この恋が結ばれないことは理解している。でもこれは他生の縁が取り持った運命だから、きっと二人は生まれ変わってもまた出会う。なのに去り際に涙が溢れるのは何故だろう。平凡な人生のいくつもの取り返しつかない選択を包み込むような、東洋的死生観の癒しが優しい。
24年前、12年前、現在と、二人の袖が擦れ合った3つの時層を辿りながら、互いの魂の伴奏者としてあった今生の縁の深さを描く。いくつもの輪廻の中で、今回は出会って去る人として相手に影響を与え、与えられる運命だったということ。
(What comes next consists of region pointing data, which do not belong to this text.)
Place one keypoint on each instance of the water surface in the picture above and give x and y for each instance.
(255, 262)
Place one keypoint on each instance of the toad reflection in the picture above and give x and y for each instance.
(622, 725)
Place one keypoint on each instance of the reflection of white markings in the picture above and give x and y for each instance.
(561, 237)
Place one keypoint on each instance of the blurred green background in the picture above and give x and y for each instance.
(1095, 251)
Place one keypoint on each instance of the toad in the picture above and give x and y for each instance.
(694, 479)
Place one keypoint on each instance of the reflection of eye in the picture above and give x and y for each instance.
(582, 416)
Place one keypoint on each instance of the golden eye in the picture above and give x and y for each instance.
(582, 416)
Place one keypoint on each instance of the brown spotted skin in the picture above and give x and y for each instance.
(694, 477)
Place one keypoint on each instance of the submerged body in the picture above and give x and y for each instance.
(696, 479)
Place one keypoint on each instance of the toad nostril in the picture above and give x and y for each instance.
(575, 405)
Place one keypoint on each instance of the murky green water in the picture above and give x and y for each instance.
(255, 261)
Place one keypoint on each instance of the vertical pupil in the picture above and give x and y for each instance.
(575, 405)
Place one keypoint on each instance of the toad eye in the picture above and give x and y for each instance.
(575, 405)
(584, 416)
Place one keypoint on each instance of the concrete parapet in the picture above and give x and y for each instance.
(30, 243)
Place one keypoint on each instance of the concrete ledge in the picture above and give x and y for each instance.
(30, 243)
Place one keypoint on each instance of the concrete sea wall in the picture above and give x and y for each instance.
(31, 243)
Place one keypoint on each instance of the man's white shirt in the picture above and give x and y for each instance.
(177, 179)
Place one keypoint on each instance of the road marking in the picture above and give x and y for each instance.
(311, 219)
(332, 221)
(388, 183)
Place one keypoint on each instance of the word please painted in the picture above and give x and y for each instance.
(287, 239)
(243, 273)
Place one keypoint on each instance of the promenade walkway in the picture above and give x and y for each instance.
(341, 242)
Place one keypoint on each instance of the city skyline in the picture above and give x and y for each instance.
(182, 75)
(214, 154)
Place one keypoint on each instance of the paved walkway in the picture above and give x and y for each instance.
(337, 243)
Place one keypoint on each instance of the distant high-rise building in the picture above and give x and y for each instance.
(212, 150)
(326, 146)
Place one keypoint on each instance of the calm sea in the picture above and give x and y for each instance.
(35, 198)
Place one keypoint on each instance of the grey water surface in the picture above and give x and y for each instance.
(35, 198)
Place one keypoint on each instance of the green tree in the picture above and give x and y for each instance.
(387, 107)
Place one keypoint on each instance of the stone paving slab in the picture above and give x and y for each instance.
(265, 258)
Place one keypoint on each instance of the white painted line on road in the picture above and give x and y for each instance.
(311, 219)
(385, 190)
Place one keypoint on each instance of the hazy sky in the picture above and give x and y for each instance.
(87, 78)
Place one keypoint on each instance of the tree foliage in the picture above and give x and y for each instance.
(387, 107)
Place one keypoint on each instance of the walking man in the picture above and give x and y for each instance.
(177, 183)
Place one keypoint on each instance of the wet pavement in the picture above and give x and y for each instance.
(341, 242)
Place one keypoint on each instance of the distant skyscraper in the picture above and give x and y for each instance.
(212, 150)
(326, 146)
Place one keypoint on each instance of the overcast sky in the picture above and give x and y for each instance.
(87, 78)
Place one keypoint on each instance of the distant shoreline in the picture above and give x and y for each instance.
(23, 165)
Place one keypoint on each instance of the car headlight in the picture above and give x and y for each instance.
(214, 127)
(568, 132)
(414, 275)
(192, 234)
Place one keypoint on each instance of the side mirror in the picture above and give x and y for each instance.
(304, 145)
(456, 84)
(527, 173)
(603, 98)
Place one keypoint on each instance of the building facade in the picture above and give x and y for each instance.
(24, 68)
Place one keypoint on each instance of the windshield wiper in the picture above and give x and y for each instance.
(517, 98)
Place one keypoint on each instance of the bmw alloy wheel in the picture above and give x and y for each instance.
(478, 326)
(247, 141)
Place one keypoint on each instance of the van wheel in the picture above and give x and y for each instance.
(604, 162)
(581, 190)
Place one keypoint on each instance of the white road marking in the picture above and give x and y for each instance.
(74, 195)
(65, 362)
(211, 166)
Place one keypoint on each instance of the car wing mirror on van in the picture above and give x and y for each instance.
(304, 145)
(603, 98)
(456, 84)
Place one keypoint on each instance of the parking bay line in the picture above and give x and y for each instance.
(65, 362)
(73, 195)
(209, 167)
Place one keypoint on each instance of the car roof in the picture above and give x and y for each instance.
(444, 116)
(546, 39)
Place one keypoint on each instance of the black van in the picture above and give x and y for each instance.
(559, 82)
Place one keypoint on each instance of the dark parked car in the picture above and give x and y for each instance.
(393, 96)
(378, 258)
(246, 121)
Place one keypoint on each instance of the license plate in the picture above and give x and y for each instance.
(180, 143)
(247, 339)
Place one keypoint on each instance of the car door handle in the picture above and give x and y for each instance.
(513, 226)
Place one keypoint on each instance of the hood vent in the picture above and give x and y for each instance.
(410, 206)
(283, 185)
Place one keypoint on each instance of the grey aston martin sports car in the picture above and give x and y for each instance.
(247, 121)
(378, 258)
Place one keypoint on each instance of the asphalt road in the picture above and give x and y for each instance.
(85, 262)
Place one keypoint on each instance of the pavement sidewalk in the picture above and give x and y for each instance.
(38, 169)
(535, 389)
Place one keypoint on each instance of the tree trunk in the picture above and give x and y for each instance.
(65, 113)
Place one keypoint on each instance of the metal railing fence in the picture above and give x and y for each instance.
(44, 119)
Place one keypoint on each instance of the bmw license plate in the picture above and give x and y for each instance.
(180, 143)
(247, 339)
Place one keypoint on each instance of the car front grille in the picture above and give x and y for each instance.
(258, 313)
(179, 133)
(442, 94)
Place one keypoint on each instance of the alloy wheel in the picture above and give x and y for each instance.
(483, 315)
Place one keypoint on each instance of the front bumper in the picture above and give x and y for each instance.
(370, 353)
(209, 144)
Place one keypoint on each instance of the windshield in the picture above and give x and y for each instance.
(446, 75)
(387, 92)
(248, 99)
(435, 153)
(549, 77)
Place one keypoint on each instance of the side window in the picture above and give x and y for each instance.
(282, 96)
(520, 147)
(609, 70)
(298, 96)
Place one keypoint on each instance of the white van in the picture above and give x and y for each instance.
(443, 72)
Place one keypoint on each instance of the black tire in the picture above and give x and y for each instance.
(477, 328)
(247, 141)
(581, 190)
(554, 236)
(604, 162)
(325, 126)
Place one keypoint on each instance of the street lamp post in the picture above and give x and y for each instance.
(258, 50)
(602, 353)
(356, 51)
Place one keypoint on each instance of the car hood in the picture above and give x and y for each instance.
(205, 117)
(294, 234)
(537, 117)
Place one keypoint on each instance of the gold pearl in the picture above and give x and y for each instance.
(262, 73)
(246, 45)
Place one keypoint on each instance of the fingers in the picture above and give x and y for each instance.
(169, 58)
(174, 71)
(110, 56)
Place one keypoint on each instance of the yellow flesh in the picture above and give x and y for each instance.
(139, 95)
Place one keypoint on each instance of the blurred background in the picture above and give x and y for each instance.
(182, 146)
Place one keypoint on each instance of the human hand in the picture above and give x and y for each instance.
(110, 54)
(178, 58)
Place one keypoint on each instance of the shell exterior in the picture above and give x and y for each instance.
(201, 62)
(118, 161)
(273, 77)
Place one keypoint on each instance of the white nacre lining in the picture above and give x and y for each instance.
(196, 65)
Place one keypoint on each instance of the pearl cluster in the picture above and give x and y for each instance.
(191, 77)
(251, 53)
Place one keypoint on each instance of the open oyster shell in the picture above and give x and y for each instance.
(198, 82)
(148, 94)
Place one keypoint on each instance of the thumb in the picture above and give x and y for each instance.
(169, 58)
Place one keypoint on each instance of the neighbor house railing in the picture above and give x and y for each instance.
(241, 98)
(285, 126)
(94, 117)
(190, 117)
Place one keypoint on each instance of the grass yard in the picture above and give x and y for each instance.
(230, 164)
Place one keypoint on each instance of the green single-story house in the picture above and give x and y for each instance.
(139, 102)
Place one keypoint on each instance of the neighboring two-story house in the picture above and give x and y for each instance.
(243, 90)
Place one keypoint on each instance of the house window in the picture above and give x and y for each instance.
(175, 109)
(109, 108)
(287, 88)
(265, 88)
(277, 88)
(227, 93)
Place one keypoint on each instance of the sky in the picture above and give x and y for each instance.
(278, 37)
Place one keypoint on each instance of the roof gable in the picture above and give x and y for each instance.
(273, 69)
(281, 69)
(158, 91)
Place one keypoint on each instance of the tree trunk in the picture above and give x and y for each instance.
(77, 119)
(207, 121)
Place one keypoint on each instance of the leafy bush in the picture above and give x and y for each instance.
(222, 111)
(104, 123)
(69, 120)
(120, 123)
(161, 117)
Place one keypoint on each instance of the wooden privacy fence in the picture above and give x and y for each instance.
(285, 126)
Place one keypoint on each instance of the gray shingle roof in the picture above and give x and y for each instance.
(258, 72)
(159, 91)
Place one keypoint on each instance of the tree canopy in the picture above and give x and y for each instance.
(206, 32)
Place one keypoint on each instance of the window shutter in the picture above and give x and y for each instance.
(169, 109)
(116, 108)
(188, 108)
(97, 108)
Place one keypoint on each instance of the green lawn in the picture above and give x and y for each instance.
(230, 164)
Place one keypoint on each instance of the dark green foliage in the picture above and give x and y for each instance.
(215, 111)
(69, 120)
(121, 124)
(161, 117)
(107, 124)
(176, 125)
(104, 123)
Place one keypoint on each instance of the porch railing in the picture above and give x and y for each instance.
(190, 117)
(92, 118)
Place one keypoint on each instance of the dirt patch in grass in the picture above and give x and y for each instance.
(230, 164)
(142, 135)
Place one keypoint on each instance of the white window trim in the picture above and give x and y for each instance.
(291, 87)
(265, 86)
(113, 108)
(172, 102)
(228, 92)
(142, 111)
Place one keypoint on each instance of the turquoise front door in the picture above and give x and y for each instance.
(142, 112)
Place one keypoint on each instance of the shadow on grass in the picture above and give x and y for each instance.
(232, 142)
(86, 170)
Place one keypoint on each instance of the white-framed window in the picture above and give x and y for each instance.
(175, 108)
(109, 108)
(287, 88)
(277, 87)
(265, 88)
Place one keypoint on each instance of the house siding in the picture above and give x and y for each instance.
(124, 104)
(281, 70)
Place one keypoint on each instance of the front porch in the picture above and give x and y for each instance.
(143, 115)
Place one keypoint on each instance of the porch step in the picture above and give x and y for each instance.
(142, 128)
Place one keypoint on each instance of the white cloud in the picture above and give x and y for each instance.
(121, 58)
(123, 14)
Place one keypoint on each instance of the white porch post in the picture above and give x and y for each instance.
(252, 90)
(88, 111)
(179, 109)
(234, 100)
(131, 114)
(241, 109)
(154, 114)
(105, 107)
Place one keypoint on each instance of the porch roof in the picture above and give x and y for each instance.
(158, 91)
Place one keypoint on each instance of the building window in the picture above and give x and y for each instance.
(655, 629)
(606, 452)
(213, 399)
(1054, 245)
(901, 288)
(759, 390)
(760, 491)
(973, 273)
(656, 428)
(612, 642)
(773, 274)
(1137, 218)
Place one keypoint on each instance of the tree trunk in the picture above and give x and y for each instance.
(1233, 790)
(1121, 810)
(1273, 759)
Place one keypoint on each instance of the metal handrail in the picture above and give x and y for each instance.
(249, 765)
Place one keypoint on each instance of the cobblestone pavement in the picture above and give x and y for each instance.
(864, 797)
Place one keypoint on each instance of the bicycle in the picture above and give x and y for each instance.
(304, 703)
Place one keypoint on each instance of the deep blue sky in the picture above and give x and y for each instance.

結ばれることだけが運命じゃない。
12年前のFB上の再会が再会扱いになってないのが良いね。テクノロジーの発達は距離も時差も無くしたように見えて、絶対に縮まらない断絶を再認識させるだけだったし、画面越しの相手の姿には最初の別離の前の印象を更新する力はない。だから二人にはさらに時間をおいて顔を合わせて話す必要があった。
男は24年前の初恋の少女を追い続けた。女は初恋の少年を記憶の片隅に追いやっていた。だから会って、初恋はそこにはもう居ないけれど、自身の心の中に永遠に住み続けていることに気づかなければならなかった。